“I contemplated pride and love. All this contemplativeness. When will I be free of it?”
—Robert Walser, 1926
Robert Walser is admired today mostly for his short prose pieces, which originally appeared as entertaining feuilleton in Swiss and German newspapers in the early decades of the 20th century. It is said that Kafka would search the paper for Walser’s stories and read them aloud to friends. But Walser also wrote novels. Only four have survived, and until now just two, Jakob von Gunten and The Robber, have been available in English. So it is with considerable delight that Walser’s small but passionate readership will greet the arrival in English of The Assistant (Der Gehülfe).
Written in 1907 and based closely on Walser’s own experiences, The Assistant tells the story of a young man’s six-month stint as assistant to a fledgling inventor. Joseph Marti, 24 years of age, has spent an unhappy time living hand-to-mouth in the capital (unnamed, but presumably Zurich). When the employment bureau suggests a position in the technical offices of Carl Tobler, Joseph accepts.
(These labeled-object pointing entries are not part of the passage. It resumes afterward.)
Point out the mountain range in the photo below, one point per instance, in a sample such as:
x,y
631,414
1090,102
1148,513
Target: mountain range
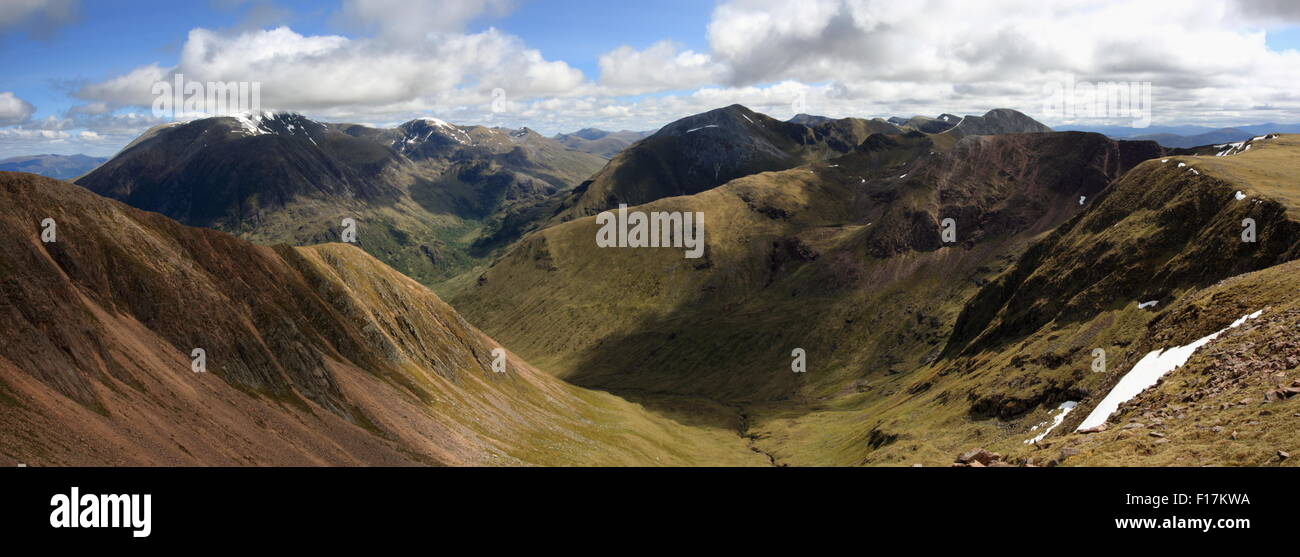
x,y
432,198
63,167
599,142
948,283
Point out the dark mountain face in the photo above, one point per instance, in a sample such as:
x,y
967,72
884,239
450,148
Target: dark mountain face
x,y
63,167
311,355
429,198
852,246
706,150
601,142
1216,137
810,120
230,172
997,121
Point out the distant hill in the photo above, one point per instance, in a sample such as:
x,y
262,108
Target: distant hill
x,y
997,121
61,167
312,357
1216,137
706,150
601,142
429,198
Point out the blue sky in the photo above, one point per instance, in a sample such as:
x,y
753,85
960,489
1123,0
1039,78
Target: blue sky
x,y
82,83
43,69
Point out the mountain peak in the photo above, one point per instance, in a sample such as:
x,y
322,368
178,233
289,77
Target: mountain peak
x,y
996,122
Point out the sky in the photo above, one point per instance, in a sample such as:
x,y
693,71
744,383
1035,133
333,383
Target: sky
x,y
79,76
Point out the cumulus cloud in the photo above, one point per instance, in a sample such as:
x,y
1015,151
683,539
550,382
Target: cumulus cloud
x,y
662,67
14,109
1207,60
415,20
321,72
1204,57
38,17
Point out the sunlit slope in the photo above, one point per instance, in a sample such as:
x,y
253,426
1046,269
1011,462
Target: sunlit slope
x,y
315,355
844,259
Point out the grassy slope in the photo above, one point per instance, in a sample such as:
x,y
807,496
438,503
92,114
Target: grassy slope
x,y
995,394
317,355
809,258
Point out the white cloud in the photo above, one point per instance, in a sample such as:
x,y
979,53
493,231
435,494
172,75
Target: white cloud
x,y
1205,59
38,17
416,20
662,67
1208,63
324,72
14,109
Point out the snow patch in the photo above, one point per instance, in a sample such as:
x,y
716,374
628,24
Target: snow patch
x,y
1147,372
1056,421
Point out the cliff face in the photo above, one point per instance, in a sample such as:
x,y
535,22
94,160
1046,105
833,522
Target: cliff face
x,y
313,355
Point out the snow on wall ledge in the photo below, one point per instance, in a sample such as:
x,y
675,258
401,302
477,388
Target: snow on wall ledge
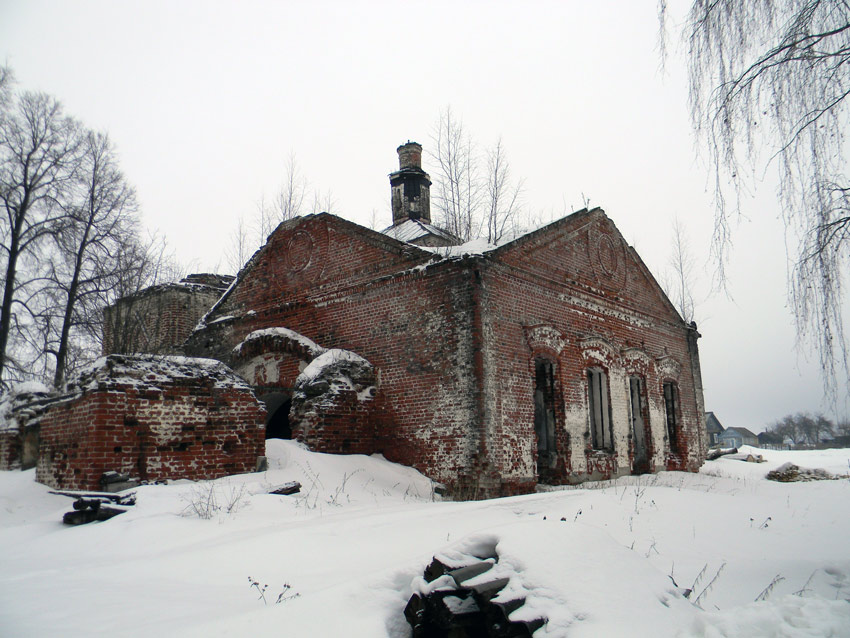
x,y
154,418
335,404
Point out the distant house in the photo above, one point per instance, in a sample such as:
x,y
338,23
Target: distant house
x,y
771,440
713,428
736,437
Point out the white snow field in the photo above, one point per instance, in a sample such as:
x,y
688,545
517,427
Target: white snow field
x,y
763,558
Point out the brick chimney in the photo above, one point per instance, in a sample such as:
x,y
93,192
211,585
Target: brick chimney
x,y
410,186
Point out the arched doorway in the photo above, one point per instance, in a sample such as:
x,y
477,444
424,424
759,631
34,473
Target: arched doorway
x,y
277,420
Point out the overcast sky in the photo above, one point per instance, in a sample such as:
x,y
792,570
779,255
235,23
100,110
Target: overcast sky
x,y
205,102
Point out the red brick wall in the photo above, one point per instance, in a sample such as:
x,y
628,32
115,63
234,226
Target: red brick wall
x,y
186,430
451,343
10,445
414,327
157,320
639,334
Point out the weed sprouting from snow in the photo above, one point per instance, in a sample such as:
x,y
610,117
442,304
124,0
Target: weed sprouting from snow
x,y
208,499
309,498
342,489
709,586
767,590
282,597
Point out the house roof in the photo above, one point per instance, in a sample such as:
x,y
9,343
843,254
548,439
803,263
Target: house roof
x,y
741,431
712,423
412,230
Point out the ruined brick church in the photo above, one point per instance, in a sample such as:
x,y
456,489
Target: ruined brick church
x,y
553,358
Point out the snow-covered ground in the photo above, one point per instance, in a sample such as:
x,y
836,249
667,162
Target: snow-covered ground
x,y
596,560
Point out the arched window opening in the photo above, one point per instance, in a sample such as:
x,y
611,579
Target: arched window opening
x,y
277,418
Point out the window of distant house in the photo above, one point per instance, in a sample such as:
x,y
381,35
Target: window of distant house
x,y
671,406
600,409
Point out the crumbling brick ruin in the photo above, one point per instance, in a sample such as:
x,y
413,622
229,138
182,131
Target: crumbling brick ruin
x,y
552,358
152,418
160,318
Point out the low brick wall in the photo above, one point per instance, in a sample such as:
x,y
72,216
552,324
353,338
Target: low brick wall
x,y
153,421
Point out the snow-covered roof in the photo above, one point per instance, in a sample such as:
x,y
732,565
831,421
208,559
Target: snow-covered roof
x,y
413,229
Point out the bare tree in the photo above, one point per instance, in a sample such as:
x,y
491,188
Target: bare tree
x,y
768,86
39,154
503,195
100,212
678,280
122,318
458,186
287,203
236,254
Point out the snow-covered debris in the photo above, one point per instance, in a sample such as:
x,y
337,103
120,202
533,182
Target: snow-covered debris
x,y
597,559
790,473
148,371
330,374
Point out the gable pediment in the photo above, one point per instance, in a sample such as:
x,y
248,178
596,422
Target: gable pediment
x,y
586,251
312,255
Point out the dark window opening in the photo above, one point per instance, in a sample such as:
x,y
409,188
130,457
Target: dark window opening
x,y
671,407
600,410
277,419
639,417
544,415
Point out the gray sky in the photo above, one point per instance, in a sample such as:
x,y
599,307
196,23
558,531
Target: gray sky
x,y
205,102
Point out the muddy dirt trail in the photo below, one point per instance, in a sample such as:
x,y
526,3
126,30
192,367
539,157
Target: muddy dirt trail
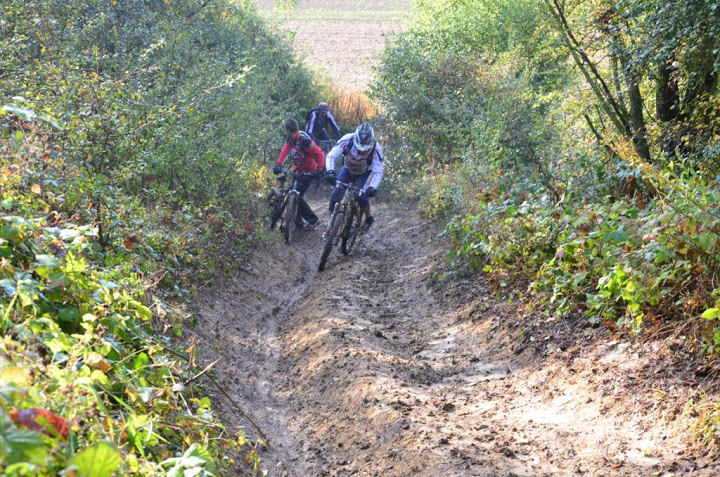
x,y
373,368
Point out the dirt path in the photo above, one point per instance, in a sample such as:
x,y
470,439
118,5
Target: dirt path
x,y
370,368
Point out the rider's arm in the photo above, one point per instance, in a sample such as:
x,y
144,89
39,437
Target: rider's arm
x,y
283,154
336,152
376,169
311,124
317,155
334,126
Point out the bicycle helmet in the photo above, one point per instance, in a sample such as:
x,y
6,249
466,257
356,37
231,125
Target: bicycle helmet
x,y
364,137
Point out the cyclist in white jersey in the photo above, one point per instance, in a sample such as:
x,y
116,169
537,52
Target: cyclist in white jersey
x,y
362,165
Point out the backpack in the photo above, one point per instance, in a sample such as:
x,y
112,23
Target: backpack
x,y
307,118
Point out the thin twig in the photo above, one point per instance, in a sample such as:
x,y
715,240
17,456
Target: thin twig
x,y
237,406
207,368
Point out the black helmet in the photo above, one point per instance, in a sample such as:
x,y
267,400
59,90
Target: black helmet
x,y
364,137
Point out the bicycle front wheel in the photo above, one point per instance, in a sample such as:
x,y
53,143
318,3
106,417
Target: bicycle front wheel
x,y
331,238
290,214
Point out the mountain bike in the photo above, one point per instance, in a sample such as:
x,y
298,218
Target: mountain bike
x,y
284,203
345,223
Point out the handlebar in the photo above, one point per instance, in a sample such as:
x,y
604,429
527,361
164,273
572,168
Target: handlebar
x,y
349,186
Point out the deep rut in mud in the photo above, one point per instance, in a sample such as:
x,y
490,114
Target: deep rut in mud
x,y
372,368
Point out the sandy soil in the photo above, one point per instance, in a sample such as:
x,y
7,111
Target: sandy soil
x,y
372,368
343,38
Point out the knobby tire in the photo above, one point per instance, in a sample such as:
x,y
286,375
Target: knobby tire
x,y
330,238
290,213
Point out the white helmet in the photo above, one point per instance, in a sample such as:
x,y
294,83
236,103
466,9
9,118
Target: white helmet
x,y
364,137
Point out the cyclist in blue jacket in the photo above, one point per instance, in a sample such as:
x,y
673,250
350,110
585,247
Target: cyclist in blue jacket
x,y
317,123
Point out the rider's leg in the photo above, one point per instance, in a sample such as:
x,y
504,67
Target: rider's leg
x,y
364,202
338,191
304,209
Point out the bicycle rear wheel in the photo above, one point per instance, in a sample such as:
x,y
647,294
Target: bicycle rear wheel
x,y
290,213
274,200
352,226
330,238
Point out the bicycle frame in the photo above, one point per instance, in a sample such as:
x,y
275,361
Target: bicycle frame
x,y
285,202
344,223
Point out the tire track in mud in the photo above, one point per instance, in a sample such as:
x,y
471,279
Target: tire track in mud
x,y
368,368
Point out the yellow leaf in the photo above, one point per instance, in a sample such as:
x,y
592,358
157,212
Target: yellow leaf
x,y
17,376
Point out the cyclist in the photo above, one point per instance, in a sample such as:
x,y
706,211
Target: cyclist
x,y
362,165
317,123
306,156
Previously a factory worker, Tobler has used an inheritance to set himself up as an entrepreneurial inventor. Tobler is a mercurial, generous boss and welcomes Joseph into his little family circle; Joseph revels in his new position and in the comforts of the Tobler family home, located less than an hour outside of the capital.
But all is not well with the Tobler enterprise. Joseph isn’t being paid. Nor, soon enough, are the inventor’s suppliers, nor his gardener, nor his wife’s dressmaker, nor the power company, nor the town merchants. As beautiful summer turns to fall and then winter, Joseph’s responsibilities shift exclusively to responding to duns and fending off unwelcome visitors. The novel tracks Tobler’s decline from self-respecting citizen to desperate debtor and the impact of that decline on all the members of the Tobler household.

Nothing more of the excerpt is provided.